Зимние каникулы старших детей закончились, они уходили с утра в школу, мама на работу, Киру приходилось оставлять дома одну. Работающей с утра до ночи Ангелине трудно было в середине года оформить ребенка в детсад. Не оставалось времени на хождение по инстанциям, да и все сады зимой полностью укомплектованы. За сад нужно было платить, а при доходах семьи с одной работающей единицей лишних денег совсем не было. Раньше Кира оставалась с бабушкой, но ее больше нет, и девочке пришлось привыкать к самостоятельности. Мама постаралась продумать, чем бы дочка могла заниматься дома одна, пока сестра и братья в школе.
– Смотри, Кира, когда большая стрелка часов будет здесь, а маленькая вот тут, придут Наташа, Толя и Володя. А когда большая будет здесь, а маленькая вот тут, вернусь с работы я.
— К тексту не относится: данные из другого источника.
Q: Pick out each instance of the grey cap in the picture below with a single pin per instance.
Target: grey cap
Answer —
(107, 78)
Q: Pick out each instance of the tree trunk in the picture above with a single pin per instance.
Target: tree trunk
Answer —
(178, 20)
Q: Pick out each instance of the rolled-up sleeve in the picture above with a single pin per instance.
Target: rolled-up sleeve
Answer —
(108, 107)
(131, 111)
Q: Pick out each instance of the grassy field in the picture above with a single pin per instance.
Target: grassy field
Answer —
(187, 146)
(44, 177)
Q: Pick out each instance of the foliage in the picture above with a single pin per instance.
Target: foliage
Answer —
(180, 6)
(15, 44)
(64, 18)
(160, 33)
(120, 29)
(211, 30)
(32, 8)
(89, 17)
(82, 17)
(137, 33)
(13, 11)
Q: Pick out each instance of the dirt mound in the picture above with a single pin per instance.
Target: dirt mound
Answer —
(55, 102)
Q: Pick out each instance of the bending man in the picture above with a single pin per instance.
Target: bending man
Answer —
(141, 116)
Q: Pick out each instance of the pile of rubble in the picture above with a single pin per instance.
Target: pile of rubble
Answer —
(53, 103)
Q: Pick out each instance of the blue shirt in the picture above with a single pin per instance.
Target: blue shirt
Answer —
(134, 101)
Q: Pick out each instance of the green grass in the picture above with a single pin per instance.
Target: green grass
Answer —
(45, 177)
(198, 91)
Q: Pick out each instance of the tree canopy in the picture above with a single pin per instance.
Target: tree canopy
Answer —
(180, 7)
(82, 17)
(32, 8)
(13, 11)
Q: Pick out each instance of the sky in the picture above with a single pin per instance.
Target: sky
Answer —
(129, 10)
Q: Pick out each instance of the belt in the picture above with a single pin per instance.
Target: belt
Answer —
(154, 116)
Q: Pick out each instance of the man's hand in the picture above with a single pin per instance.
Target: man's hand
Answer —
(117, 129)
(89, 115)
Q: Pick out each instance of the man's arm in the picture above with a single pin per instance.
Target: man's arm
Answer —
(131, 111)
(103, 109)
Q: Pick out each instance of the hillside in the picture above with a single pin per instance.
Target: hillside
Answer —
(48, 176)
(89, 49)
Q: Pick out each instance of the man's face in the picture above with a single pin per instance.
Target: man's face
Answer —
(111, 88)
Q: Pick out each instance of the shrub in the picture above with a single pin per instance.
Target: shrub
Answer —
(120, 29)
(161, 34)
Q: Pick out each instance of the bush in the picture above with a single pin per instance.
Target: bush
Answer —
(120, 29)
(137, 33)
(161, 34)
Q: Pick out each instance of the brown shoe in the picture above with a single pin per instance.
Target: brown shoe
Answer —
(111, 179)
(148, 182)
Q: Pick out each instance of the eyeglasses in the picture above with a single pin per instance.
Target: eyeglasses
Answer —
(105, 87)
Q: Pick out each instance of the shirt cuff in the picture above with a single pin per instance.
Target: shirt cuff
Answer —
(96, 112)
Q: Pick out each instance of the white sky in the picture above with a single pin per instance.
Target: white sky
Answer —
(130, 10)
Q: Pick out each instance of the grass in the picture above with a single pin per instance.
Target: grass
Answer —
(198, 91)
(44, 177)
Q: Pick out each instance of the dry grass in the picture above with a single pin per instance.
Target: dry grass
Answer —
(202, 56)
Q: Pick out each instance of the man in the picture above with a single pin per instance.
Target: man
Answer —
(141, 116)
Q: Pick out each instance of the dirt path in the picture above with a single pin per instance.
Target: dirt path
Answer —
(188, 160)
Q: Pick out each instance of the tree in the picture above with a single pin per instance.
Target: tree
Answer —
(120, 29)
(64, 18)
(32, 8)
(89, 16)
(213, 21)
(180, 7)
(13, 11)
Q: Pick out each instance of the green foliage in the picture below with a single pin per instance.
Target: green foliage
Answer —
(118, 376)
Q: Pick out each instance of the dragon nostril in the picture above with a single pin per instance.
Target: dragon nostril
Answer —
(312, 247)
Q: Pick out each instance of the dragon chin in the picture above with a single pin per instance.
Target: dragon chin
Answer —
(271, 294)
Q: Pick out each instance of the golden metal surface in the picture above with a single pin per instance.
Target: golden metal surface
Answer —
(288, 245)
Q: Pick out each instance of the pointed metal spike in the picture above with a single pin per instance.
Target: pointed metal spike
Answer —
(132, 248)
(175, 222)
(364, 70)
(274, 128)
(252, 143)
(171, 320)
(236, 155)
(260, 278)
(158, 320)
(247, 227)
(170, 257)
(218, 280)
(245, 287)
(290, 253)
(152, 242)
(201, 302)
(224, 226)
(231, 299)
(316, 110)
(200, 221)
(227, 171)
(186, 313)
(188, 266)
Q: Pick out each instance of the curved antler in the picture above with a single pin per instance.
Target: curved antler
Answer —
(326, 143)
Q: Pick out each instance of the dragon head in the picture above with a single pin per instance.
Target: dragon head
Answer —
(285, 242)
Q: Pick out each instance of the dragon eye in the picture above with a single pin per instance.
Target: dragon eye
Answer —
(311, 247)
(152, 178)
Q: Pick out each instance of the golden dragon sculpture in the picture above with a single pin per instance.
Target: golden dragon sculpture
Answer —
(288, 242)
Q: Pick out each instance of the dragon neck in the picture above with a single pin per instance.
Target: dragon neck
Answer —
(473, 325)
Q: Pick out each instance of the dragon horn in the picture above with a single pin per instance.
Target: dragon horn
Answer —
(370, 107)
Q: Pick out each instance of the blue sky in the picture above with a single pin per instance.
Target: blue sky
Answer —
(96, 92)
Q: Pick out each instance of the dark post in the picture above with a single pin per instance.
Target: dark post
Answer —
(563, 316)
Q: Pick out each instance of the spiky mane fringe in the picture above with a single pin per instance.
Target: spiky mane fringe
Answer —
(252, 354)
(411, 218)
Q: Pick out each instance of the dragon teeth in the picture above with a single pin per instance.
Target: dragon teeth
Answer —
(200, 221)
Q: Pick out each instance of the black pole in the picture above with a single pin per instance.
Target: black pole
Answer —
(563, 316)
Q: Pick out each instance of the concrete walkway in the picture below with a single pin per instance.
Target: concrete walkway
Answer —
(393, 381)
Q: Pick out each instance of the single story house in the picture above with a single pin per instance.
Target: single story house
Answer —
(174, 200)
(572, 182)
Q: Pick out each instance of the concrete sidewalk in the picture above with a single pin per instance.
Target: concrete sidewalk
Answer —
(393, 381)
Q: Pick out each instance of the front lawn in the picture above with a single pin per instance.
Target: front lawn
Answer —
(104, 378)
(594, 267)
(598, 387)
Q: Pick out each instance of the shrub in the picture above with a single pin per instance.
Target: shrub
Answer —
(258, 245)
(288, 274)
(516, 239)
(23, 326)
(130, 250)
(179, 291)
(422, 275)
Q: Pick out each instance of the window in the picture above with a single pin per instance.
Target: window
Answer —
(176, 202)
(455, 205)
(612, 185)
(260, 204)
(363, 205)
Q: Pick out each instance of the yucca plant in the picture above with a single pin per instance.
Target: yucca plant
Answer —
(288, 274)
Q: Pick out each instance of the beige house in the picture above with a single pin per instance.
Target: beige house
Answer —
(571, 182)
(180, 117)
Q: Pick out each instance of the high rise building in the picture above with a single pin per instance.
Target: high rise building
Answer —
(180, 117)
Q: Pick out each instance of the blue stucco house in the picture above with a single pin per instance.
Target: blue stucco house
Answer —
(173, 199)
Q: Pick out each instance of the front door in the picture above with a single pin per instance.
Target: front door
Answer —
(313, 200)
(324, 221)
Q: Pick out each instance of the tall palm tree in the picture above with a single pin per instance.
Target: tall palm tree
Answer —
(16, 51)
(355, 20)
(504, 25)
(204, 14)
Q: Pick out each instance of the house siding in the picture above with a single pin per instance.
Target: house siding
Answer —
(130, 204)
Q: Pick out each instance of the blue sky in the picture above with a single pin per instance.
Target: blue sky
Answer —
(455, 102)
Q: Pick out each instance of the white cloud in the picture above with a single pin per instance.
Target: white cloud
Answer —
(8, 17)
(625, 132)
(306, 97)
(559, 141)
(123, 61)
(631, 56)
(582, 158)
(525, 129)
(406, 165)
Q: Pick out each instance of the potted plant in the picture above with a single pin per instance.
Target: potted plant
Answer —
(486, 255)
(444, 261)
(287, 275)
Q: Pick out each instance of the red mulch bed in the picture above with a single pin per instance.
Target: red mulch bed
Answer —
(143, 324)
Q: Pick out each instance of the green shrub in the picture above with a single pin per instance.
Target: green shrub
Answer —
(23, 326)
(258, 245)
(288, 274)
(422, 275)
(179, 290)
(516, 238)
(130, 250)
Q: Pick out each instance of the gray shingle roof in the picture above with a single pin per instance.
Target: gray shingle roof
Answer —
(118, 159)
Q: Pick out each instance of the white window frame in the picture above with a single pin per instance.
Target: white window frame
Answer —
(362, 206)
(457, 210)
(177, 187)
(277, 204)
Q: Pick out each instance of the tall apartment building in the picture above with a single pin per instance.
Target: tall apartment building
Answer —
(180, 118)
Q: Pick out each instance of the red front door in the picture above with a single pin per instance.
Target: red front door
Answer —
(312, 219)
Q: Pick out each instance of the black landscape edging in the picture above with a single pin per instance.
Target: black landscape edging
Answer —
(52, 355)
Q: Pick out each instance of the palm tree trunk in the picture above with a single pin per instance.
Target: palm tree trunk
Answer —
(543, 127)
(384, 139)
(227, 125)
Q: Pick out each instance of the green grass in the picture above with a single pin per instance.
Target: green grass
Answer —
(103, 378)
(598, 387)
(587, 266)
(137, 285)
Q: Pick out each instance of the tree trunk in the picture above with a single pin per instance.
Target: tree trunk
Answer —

То есть нужно продержаться всего часов пять. Всего-то. Во-первых, был телевизор, нужно только его включить, как сразу возникало ощущение, что ты не одна. Во-вторых, Кире были куплены новые книги, «Снежная королева» уже начата и ждала продолжения чтения. В Кирином распоряжении были краски, цветные карандаши, альбом для рисования, игрушки. Уходя, Толя закрывал замок на входной двери снаружи и клал ключ под дверь, как это обычно делалось. Кире нисколечко не было скучно, ей даже нравилось, что она такая самостоятельная. Все шло замечательно до тех пор, пока Кира не увидела в окно уж очень весело галдевшую прямо напротив окна детвору: и Ромку, и других мальчишек, и Людку с Танькой. Они лепили снежную избушку. Катали комья, укладывали их один на другой на уже выложенный каркас небольшого квадрата. В голове Киры все еще мелькали сцены из «Снежной королевы», где она была, конечно, Гердой, а Ромка – Каем. Книга осталась раскрытой на диване, Кира взобралась на подоконник, прижалась лбом к холодному окну и стала наблюдать, как растут неуклюжие стенки снежного домика. Одной стороной скорее будки, нежели избушки, стал штакетник их палисадника. Появилось окно, укрепленное какими-то деревяшками. Кира водила пальцем по запотевшему от ее дыхания стеклу. Никто ее не замечал. Ну, это уже слишком! Невыносимо быть по другую сторону и просто наблюдать за этой кутерьмой! Кира постучала в окно тихонько, потом громче, Ромка обернулся, увидел ее, подбежал к окну. Кира открыла форточку.